O Fiscalista Saldanha Sanches escreve mais isto no mesmo semanário:

...«Ao centrar a investigação de tais atropelos nos jornais e jornalistas que revelaram aquilo que nunca deveria ter acontecido (sem que ninguém fosse responsabilizado) a acusação pública agiu com os governos ditatoriais que processam os que denunciam crimes ou escândalos porque afectam a imagem do país: não se trata de saber se houve ou não atropelos. O que importa é que a divulgação dos atropelos prejudica a imagem da justiça...»

 
At 20 de fevereiro de 2006 às 11:18, Anonymous Anónimo said...

ONTEM ANDARAM:

O que a Igreja Católica fez com o cadáver da irmã Lúcia não foi mais do que uma evidente operação e aproveitamento da morte da última das supostas evidente de Fátima. Andaram a passear o cadáver da irmã Lúcia com o único objectivo de estimular o fervor religioso.

 
At 20 de fevereiro de 2006 às 11:23, Anonymous Anónimo said...

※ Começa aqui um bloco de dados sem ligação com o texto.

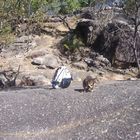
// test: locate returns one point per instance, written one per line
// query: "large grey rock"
(80, 65)
(49, 60)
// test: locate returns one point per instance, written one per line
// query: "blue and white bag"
(62, 78)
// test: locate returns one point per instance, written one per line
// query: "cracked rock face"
(50, 61)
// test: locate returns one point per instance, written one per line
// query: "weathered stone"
(33, 80)
(80, 65)
(35, 54)
(50, 61)
(114, 41)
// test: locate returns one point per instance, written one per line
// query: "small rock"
(35, 54)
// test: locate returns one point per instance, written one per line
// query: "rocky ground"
(39, 57)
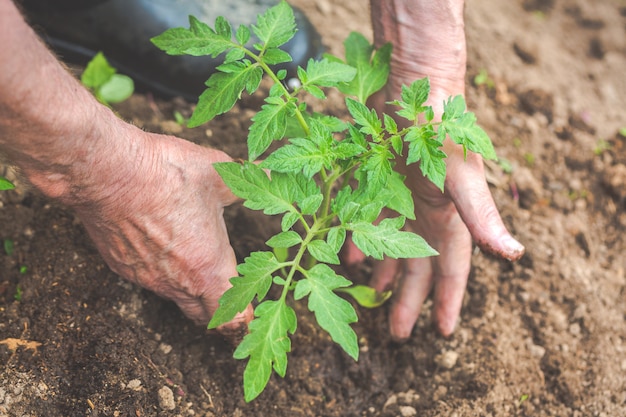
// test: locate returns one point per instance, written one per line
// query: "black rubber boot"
(77, 29)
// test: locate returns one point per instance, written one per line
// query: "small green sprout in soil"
(18, 294)
(328, 178)
(9, 246)
(483, 78)
(107, 85)
(6, 184)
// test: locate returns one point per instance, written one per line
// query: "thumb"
(468, 189)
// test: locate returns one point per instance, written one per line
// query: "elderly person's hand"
(429, 40)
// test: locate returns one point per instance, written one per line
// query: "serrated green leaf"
(425, 148)
(288, 220)
(117, 89)
(273, 56)
(333, 313)
(276, 26)
(366, 296)
(366, 118)
(266, 345)
(223, 28)
(242, 35)
(378, 168)
(234, 54)
(250, 182)
(284, 240)
(323, 252)
(413, 98)
(301, 155)
(6, 184)
(348, 211)
(198, 40)
(390, 124)
(386, 240)
(336, 237)
(311, 204)
(462, 128)
(97, 72)
(255, 280)
(315, 91)
(268, 125)
(397, 196)
(223, 91)
(372, 71)
(397, 144)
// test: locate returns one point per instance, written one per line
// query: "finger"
(415, 284)
(475, 204)
(384, 274)
(451, 271)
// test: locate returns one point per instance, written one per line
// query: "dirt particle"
(407, 411)
(134, 385)
(166, 398)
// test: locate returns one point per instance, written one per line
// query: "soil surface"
(545, 336)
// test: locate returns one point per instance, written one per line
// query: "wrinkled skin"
(429, 40)
(152, 204)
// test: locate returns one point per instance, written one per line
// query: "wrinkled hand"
(162, 226)
(448, 222)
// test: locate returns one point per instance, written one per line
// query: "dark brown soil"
(545, 336)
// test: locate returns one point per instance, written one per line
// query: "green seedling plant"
(328, 178)
(107, 85)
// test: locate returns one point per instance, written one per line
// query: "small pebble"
(447, 359)
(407, 411)
(134, 384)
(166, 398)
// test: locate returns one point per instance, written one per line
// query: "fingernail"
(513, 250)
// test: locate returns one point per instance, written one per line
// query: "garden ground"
(545, 336)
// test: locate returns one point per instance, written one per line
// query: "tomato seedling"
(329, 177)
(106, 84)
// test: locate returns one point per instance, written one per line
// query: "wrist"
(428, 40)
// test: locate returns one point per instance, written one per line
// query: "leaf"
(336, 238)
(424, 147)
(117, 89)
(6, 184)
(462, 128)
(324, 73)
(387, 239)
(368, 119)
(301, 155)
(372, 71)
(323, 252)
(255, 280)
(250, 182)
(366, 296)
(198, 40)
(413, 98)
(284, 240)
(242, 35)
(333, 313)
(268, 125)
(223, 90)
(311, 204)
(276, 26)
(378, 168)
(273, 56)
(266, 345)
(397, 196)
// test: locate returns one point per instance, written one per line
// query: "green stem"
(277, 81)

E SE TIVESSE SIDO NA REDACÇÃO DO EXPRESSO


Alguém imagina um agente da PJ a entrar pela redacção do Expresso a berrar isto é uma busca, como se fosse um bandoleiro do far-west a entrar num banco a gritar isto é um assalto? É vidente que não, as televisões não se calariam, os poderosos opinion-makers do grupo Impresa teriam feito tremer o país, Cavaco Silva teria quebrado o silêncio e é muito provável que Sampaio tivesse chamado Souto Moura a Belém para mais um chá.